Sql-server – Splitting a large table to improve performance

best practicesperformancesql server

This is a follow-up to an earlier question. I have a SQL Server 2008 R2 Standard server, that holds a single database, which itself has almost nothing except a large table.

The table is 100+ million rows (35 columns) and growing at around 250,000 rows per day. We need all the data to be "online", and most of the columns need to be searchable in some fashion. The vast majority of activity on the table is reading; apart from the new data being INSERTed during the day, there's no need to change anything.

Users perform a range of queries on the table, ranging from simple look-up-a-record requests to pulling tens of thousands of rows based on a range of criteria. We only have limited control on the queries that are run, and performance is starting to suffer, even with indexing.

A big part of the problem is disk I/O, which we're addressing by retrofitting a SSD-based array. As all database files will be on this new array, the consensus is that having multiple database files won't make any difference, but that splitting the table up into separate tables might be the way to go.

I'm now puzzling over what would be the best approach to this. Two ideas that I'm debating with myself:

  1. Split the table into "tiers"

    • A table containing the last week's data, which is the one being
      INSERTed into each day
    • Next table containing from last week
      back to 3 months previous
    • Next table containing from 3 months to 6 months
    • Next table containing anything older than 6 months

    I'd then "shuffle" the data down the tiers overnight (the database
    is only accessed 8am-10pm, so I have a window overnight to process
    data).

  2. Create tables for data ranges

    • Create a table for a data range – say per quarter. I'd then have
      the data INSERTing into the table 2Q2013, and then trip over to
      3Q2013, 4Q2014 etc …

    I could use filegroups to make older tables "read only" if this
    would improve performance.

Option 1 is the easiest for me to implement, but I'm not sure if this is a completely mad idea. Option 2 is a more work to implement and maintain, but if it's "best practice" for this kind of problem that it's the way I'll go.
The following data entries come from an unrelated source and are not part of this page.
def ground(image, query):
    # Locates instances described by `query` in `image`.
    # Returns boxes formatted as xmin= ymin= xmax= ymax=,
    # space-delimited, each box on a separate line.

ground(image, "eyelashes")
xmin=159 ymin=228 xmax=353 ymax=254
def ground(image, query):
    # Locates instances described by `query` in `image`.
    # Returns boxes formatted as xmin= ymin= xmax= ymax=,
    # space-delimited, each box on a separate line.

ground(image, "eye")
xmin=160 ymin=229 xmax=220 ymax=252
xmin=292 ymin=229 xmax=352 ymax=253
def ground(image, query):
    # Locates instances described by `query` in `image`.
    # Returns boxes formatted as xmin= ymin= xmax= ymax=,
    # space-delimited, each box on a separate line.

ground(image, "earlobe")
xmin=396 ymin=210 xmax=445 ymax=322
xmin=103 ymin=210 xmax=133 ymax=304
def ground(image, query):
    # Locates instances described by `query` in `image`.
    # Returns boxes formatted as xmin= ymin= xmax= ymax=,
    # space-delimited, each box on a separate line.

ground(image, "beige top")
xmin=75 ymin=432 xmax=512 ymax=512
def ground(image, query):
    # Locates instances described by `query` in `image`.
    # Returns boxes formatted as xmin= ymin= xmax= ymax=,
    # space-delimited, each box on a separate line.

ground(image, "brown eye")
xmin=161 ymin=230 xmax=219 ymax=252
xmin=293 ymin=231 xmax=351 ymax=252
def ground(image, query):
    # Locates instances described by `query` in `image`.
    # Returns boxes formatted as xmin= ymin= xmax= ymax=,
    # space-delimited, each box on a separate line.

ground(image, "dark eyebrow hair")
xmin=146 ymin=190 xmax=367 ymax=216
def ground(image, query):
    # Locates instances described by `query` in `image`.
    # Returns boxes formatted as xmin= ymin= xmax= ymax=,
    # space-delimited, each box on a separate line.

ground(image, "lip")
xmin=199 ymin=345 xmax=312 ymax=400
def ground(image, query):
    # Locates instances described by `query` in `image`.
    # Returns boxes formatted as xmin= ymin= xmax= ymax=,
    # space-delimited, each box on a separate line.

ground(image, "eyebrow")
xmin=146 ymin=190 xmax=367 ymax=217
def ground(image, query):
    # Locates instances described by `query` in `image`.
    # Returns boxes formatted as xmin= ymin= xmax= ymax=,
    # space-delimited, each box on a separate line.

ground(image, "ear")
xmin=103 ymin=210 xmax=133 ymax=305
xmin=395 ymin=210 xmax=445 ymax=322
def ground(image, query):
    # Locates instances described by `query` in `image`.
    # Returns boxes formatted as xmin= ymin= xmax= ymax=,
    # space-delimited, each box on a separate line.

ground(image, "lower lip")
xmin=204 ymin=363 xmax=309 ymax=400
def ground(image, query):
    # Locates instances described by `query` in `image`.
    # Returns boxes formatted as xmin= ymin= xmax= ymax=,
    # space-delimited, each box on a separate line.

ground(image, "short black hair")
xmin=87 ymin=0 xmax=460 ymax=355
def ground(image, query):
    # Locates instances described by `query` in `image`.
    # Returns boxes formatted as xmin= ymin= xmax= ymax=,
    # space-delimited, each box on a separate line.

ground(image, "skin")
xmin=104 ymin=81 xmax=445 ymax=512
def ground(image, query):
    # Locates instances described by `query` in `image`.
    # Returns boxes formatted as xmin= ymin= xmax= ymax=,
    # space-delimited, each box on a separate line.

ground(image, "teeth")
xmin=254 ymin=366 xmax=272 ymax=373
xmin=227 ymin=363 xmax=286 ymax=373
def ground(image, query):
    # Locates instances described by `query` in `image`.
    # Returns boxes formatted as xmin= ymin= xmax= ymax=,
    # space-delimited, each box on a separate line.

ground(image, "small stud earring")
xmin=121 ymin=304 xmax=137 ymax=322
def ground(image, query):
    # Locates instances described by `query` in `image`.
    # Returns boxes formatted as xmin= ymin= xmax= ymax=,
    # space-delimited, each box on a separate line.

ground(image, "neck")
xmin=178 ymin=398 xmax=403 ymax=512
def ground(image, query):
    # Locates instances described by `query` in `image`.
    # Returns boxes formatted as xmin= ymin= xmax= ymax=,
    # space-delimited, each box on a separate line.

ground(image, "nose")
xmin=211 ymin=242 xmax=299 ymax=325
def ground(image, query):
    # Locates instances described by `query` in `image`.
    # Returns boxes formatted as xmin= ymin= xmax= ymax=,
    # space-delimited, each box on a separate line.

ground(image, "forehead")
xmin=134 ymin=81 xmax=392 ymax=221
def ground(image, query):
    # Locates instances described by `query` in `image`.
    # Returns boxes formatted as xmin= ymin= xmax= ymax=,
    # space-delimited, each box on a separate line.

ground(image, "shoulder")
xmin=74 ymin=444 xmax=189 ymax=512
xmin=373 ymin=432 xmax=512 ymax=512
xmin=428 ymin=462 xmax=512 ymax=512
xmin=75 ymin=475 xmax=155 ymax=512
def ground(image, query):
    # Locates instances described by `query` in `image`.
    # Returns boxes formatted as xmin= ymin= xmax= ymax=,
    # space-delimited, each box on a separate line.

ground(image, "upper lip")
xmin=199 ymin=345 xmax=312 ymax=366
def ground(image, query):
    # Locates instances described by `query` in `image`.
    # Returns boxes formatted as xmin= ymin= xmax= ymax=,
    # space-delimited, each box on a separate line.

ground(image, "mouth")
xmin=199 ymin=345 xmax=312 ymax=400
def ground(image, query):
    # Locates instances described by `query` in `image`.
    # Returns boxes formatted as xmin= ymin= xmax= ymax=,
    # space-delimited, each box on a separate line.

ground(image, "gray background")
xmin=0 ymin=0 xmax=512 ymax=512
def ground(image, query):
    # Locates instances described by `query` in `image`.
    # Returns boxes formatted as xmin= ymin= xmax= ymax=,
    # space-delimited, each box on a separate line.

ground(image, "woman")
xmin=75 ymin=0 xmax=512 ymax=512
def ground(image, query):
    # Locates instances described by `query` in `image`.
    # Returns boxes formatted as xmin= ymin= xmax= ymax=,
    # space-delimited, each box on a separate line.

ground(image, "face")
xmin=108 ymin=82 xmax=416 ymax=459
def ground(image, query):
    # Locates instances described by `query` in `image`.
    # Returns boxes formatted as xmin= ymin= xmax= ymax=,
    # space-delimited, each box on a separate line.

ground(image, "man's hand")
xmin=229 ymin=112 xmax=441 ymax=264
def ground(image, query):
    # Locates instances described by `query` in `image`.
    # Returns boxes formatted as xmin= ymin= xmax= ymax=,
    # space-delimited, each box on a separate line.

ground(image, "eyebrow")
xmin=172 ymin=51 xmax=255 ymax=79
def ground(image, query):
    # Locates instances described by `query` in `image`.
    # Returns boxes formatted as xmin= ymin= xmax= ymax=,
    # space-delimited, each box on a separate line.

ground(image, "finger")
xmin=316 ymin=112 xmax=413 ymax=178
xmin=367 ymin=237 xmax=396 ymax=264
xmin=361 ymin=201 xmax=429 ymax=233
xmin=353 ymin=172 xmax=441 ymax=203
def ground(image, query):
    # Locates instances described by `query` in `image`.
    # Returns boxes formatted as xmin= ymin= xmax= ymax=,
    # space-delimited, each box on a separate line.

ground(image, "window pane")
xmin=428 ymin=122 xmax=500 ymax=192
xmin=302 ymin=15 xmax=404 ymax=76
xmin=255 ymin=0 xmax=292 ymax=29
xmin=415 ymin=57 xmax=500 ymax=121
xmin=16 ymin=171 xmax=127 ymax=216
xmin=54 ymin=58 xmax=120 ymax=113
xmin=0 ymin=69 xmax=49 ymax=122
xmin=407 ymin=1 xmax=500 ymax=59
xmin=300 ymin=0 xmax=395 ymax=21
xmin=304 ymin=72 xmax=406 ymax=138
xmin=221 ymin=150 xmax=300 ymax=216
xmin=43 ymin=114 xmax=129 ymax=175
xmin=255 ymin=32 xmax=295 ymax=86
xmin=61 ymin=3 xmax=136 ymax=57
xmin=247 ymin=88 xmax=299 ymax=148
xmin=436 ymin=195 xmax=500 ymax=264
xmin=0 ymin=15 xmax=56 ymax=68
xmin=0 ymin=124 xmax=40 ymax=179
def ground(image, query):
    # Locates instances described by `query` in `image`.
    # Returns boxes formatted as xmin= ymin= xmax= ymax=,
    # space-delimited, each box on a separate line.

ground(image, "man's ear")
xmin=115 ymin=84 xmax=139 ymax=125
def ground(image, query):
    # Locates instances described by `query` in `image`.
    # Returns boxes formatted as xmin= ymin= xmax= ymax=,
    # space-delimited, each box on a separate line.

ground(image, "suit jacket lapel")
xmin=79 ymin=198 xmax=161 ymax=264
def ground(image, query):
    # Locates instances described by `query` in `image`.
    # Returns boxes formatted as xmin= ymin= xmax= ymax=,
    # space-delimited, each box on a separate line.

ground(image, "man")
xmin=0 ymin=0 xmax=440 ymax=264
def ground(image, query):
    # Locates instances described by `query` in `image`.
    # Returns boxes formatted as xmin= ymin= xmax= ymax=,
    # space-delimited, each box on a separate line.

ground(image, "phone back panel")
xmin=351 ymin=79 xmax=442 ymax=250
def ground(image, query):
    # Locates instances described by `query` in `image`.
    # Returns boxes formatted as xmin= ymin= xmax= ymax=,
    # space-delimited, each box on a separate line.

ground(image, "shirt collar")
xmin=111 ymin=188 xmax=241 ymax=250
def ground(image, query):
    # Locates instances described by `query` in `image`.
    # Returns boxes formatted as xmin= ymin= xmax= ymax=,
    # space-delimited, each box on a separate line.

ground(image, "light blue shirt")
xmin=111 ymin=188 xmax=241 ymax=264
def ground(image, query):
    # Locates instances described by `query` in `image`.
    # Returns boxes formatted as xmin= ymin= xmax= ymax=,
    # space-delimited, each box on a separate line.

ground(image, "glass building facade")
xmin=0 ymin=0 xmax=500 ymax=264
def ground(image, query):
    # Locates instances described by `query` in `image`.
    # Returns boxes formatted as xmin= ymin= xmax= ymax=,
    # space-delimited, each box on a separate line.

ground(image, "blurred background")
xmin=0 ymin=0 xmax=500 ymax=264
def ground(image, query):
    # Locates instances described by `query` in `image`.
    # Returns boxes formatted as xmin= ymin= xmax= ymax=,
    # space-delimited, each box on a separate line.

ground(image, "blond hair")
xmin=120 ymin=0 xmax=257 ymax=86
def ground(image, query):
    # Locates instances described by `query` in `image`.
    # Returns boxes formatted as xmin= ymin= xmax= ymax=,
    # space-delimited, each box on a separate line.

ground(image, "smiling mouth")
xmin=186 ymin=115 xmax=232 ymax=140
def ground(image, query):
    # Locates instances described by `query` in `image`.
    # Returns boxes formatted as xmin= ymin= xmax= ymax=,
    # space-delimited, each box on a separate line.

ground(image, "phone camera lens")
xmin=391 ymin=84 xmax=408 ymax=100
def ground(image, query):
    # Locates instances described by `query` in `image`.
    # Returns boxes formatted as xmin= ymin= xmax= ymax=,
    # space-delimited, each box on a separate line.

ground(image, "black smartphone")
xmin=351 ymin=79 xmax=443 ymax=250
Any and all advice or alternative ideas would be gratefully received – I'm away that these kinds of problems are best solved at design-time.

Best Answer

I personally would go with your first option. If you use a `DELETE dbo.p1 OUTPUT INTO dbo.p2' pattern to move the data there is not a lot that can fail. Moving 250K x 3 rows that way in the timeframe you have should not be a problem either if you do it in batches with around 10K rows.

The advantage I see over the more common calendar based partitioning is that your "partitions" stay the same size. With the amount of data you are dealing with a calendar base partitioning approach would work very well in the beginning of the month and potentially significantly slower at the end of the month.

I have written an article together with Kalen Delany about the advantages of the "moving data from partition to partition as it ages" approach a while back in sqlmag: http://sqlmag.com/database-administration/using-table-partitions-archive-old-data-oltp-environments

That article is using the enterprise-only build-in partitioning feature, but you can implement it using handmade multi-table-partitioning too.

I would try to place the different tables (partitions) on separate drives. Because your data in the older partitions changes only during downtime, you could still mark those filegroups readonly during the day. Alternatively you can use TRANSACTION ISOLATION READ UNCOMMITTED or READ COMMITTED SNAPSHOTisolation. The later should speed things up on the "current" partition too, assuming you really do not ever update data. But even with updates it might help. Either way, make sure you test the performance in your environment. (In any event, do not use UNCOMMITTED in the active table/partition as you read queries might end up seeing half-written rows, depending on the data types you are using.)